In a statement, Fitch said, “We believe risks have risen that the debt limit will not be raised or suspended before the X-date and consequently that the government could begin to miss payments on some of its obligations.”
At the same time, Fitch characterized the likelihood that the Treasury will actually default on its debts as “a low probability event.”
During a similar showdown in 2011, another rating agency, Standard & Poor’s, stripped the United States of its prized AAA rating, pointing to partisan divisions that made it difficult for the nation’s biggest economy to control spending or raise taxes enough to reduce its debts. S&P has yet to restore the top rating. During that standoff and again in 2013 Fitch put America’s credit on a “negative” watch but never dropped its top credit rating.
If rating agencies like Fitch were to actually downgrade America’s debt, it would mean that Washington would have to pay higher interest rates on Treasury bonds, notes and bills. The Government Accountability Office, in a 2012 report, estimated that the 2011 standoff raised Treasury’s borrowing costs by $1.3 billion that year.

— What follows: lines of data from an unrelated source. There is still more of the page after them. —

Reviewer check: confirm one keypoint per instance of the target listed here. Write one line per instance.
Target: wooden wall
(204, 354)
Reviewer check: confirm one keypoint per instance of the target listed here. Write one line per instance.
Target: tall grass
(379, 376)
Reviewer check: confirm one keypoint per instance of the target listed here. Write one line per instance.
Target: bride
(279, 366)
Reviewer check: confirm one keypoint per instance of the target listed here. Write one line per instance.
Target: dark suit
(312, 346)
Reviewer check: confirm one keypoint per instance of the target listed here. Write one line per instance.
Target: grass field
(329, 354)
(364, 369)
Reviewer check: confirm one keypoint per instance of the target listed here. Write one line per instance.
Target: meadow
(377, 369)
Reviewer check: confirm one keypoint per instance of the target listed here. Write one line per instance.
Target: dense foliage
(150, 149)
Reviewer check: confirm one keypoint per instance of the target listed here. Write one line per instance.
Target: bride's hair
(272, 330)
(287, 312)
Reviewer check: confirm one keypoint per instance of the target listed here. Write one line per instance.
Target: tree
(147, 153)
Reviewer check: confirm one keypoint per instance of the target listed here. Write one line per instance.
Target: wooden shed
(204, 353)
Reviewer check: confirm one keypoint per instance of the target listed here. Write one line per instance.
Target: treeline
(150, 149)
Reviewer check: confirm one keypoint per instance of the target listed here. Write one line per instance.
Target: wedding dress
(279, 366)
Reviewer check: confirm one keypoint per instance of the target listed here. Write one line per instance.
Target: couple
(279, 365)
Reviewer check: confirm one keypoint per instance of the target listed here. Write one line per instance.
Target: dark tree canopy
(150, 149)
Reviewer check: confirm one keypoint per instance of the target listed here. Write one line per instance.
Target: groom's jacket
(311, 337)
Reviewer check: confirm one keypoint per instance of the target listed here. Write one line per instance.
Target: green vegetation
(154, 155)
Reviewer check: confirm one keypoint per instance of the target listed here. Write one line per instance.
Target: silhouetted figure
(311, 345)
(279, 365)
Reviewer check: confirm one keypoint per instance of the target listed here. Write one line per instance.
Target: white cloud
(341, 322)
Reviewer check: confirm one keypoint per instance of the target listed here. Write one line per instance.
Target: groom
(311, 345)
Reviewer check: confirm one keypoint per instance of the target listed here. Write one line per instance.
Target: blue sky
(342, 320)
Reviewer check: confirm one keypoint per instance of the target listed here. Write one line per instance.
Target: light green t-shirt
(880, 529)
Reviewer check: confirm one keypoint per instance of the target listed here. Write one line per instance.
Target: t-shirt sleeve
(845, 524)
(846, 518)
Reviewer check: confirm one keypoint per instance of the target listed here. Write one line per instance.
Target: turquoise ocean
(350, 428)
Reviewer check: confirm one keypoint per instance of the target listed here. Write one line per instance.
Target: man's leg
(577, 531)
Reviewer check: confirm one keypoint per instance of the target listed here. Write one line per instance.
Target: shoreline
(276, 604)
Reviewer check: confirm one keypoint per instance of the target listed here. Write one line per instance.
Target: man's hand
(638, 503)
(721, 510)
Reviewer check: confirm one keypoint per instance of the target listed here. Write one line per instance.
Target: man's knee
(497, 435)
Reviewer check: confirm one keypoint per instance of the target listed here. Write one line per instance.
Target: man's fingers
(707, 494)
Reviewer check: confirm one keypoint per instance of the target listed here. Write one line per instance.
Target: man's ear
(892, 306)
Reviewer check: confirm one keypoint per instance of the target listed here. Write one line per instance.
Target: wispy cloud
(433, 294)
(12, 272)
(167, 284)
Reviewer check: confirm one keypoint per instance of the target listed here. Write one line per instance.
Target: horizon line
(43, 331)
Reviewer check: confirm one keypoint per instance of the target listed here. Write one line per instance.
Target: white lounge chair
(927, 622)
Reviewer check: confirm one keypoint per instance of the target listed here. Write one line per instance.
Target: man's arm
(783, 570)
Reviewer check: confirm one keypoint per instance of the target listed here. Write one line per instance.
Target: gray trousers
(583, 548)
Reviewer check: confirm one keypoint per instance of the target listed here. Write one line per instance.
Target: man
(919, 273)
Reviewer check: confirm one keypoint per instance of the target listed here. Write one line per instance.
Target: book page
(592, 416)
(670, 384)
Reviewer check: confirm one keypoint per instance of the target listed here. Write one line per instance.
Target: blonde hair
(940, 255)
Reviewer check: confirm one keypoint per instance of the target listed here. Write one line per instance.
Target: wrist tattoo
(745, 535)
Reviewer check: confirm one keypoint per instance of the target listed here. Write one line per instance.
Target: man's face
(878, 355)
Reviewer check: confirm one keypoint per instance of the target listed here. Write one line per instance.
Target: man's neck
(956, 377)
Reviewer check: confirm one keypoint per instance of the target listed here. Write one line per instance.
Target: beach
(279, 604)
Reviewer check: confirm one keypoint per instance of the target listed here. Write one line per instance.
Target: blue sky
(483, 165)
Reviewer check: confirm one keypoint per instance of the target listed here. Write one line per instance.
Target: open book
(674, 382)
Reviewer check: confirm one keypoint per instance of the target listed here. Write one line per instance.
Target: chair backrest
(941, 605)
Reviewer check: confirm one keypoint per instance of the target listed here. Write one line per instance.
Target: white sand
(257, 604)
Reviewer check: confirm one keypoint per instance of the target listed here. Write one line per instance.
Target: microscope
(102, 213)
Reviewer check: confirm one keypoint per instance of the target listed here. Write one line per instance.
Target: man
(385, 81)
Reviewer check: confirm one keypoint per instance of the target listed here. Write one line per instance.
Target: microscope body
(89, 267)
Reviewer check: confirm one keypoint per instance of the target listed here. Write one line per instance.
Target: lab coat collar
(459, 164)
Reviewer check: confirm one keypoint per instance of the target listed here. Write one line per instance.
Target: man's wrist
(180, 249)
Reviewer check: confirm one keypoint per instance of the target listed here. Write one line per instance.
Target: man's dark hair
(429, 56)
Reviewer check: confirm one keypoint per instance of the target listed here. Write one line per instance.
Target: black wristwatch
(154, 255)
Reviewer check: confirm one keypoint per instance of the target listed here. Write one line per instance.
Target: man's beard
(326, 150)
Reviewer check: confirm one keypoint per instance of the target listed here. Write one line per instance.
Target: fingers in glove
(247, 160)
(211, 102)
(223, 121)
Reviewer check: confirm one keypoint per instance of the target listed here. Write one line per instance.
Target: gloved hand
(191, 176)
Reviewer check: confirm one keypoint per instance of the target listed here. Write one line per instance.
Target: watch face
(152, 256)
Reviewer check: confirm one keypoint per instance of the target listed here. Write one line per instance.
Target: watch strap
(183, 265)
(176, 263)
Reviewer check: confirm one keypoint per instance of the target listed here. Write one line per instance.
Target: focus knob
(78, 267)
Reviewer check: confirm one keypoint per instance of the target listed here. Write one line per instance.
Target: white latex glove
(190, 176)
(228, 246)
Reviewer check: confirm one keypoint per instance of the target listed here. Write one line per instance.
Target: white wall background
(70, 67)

Further downgrades on U.S. debt could make it harder for pension funds and other institutional investors to hold the bonds, because many have rules limiting their ability to invest in lower-rated debt. In 2011, after S&P’s downgrade, the Federal Reserve and other banking regulators issued a statement stipulating that Treasury securities would still be considered ultra-safe assets for banks to hold in reserve.
The U.S. government spends far more than it collects in tax revenue and has to borrow the difference. But a quirk in U.S. law requires Congress to periodically raise the government’s debt limit. Raising the threshold does not authorize new spending. It simply allows Treasury to borrow to pay expenses Congress has already approved. Lawmakers have raised, revised or extended the borrowing cap 78 times since 1960, most recently in 2021.
But Republicans are refusing to raise the debt limit unless President Joe Biden and Democrats make concessions, including big spending cuts. Negotiations to resolve the dispute are ongoing, but House Republicans were set to leave Washington on Thursday for the Memorial Day weekend.
In its statement Wednesday, Fitch warned: “The brinkmanship over the debt ceiling, failure of the U.S. authorities to meaningfully tackle medium-term fiscal challenges that will lead to rising budget deficits and a growing debt burden signal downside risks to U.S. creditworthiness.”
Joe Brusuelas, chief economist at RSM, a tax advisory firm, said that the standoff will likely cause stock prices to fall and reduce the value of Americans’ retirement accounts.
“This is an artificial crisis that has nothing to do with the underlying health of the American economy, excessive imbalances or malinvestment within financial markets or the security of the country,” Brusuelas said. “It is time to bring it to an end.”
Lily Adams, a Treasury spokeswoman, said, “As Secretary Yellen has warned for months, brinkmanship over the debt limit does serious harm to businesses and American families, raises short-term borrowing costs for taxpayers, and threatens the credit rating of the United States.”
Fitch’s “warning underscores the need for swift bipartisan action by Congress to raise or suspend the debt limit and avoid a manufactured crisis for our economy,” Adams added.